2.87      AITSL's 2016-17 work program targeted resources and initiatives to each of the four teacher career stages of the Standards: Graduate, Proficient, Highly Accomplished and Lead. To assist graduate teachers, the My Induction mobile app was established to complement the induction teachers receive within schools.[108] AITSL also further refined the Teacher Self-Assessment Tool to help more established teachers identify their strengths and areas for development and guide their professional learning choices.[109]

2.88      The committee would appreciate the inclusion of an index in the all future annual reports to assist with ease of navigation.

Australian Skills Quality Authority

2.89      ASQA was established by the enactment of the National Vocational Education and Training Regulator Act 2011 and supplementary legislation.[110] Its role as the national regulator in the vocational education and training sector is to maintain the strength and reputation of the sector both nationally and internationally.[111] It also seeks to ensure that students and employers have confidence that providers are delivering good quality programs so that employers are confident that VET graduates have the necessary skills and competencies to become successful employees and that students can be confident that the training they receive will be of a high standard.[112]

2.90      The 2016-17 reporting period saw ASQA implement its first annual regulatory strategy.[113] This strategy outlined ASQA's strategic priorities and identified significant risks.

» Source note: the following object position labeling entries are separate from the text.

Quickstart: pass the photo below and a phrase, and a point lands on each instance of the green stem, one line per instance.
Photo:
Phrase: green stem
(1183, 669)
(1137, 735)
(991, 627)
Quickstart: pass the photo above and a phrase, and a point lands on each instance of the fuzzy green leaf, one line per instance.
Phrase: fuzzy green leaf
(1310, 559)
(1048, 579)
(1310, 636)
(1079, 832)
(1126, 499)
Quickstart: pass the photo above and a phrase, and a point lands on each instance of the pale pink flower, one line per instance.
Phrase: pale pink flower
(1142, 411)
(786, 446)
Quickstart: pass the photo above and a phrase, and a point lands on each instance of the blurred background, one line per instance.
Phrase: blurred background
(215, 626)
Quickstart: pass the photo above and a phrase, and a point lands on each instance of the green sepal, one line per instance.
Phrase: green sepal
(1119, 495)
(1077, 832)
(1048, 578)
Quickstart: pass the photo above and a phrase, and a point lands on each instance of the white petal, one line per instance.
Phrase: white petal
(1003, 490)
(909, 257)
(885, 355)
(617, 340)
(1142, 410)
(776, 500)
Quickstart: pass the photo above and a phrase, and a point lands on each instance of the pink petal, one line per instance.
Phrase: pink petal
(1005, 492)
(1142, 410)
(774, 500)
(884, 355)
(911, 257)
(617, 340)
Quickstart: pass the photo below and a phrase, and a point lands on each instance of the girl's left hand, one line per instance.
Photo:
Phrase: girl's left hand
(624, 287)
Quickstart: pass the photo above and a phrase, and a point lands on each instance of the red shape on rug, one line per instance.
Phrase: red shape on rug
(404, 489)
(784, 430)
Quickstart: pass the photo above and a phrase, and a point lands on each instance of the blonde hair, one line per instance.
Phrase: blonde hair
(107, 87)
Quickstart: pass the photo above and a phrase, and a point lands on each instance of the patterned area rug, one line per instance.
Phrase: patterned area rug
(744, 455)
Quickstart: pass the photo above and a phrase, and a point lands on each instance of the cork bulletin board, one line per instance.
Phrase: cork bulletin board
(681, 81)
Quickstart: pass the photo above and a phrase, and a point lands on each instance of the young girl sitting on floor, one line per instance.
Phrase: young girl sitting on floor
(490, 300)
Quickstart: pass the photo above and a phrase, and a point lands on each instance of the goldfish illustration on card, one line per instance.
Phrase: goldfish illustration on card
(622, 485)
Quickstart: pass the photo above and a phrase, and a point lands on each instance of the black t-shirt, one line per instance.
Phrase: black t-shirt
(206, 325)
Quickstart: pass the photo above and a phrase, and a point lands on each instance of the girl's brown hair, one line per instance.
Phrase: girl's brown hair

The 2016-17 strategy targeted three areas posing significant and systematic concern: learner protection, the amount of training that providers deliver, and the capability of trainers and assessors.[114]

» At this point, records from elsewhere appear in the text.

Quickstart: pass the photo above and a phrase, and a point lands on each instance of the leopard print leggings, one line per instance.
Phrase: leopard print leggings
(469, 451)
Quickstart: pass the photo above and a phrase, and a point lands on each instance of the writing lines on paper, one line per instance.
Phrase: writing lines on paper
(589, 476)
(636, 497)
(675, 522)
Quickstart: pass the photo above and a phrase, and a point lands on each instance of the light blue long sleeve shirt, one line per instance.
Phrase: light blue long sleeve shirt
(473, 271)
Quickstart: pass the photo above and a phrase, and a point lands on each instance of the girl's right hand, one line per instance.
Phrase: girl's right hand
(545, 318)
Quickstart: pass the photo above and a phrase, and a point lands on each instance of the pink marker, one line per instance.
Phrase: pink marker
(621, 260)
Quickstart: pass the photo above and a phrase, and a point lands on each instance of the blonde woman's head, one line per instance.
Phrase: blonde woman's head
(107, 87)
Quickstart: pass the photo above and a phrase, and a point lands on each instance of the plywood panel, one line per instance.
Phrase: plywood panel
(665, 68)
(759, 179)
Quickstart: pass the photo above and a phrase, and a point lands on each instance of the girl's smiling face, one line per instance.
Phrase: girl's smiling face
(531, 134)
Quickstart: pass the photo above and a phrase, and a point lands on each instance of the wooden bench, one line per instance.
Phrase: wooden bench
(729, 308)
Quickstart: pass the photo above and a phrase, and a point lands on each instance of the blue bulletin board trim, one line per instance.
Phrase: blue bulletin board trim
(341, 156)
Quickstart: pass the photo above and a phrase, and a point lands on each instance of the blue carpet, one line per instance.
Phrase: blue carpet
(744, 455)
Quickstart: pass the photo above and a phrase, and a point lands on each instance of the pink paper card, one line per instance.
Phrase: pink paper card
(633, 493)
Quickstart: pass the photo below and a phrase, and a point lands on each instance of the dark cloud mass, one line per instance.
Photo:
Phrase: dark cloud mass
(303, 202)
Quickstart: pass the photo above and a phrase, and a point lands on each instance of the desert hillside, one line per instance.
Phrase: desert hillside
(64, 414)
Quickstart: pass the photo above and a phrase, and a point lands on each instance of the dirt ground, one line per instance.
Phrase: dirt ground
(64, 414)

2.91      ASQA also worked in conjunction with the Department of Education and Training to address the issue of protection for students through finalising its VET FEE-HELP Regulatory Strategy. ASQA contributed to the Department's review of the VET Student Loans program, which replaced the VET FEE-HELP scheme on 1 January 2017.[115]

2.92      ASQA continues to ensure the quality of the VET sector. During 2016-17, 19.5 per cent of applications for VET registration were rejected.[116] This is a 3.4 percentage point increase on the previous year. ASQA also completed over 1600 audits during the year, the largest number since the agency's establishment.[117]

2.93      A key focus for ASQA over the reporting period was maturing its regulatory risk framework.[118] Provider 'risk ratings' have been replaced by 'provider profiles'. These profiles draw upon a broad variety of information and data sources to allow ASQA to make judgements about the risk posed by a provider at any time.[119]

2.94      In response to increasing concerns about the incidence of unduly short training in VET, ASQA conducted a review of course duration and published the report A review of issues related to unduly short training.[120] This report recommended that the Standards for Registered Training Organisations be amended to include a definition of the 'amount of training' that focuses on supervised learning and that training package developers be able to set a mandatory amount of training where there is a persistent risk of unduly short training.[121]

2.95      To help with facilitating access to accurate information about VET, ASQA has agreed and signed information-sharing protocols with each state and territory. The building and maintaining of strong relationships with key stakeholders, such as government funded agencies, is a further step taken to identify poor-quality training providers.[122]

2.96      ASQA also held 27 training provider briefing sessions from April to June 2017, including 24 face-to-face sessions across Australia and three webinars. These sessions covered several topics, ranging from student-centred audit approaches to guidance on assessment practices and assessment validation.[123]

2.97      The agency recorded an operating deficit of $3.1 million. This deficit was greater than the originally budgeted $1.7 million and was largely due to a decrease in revenue received from the Government.[124]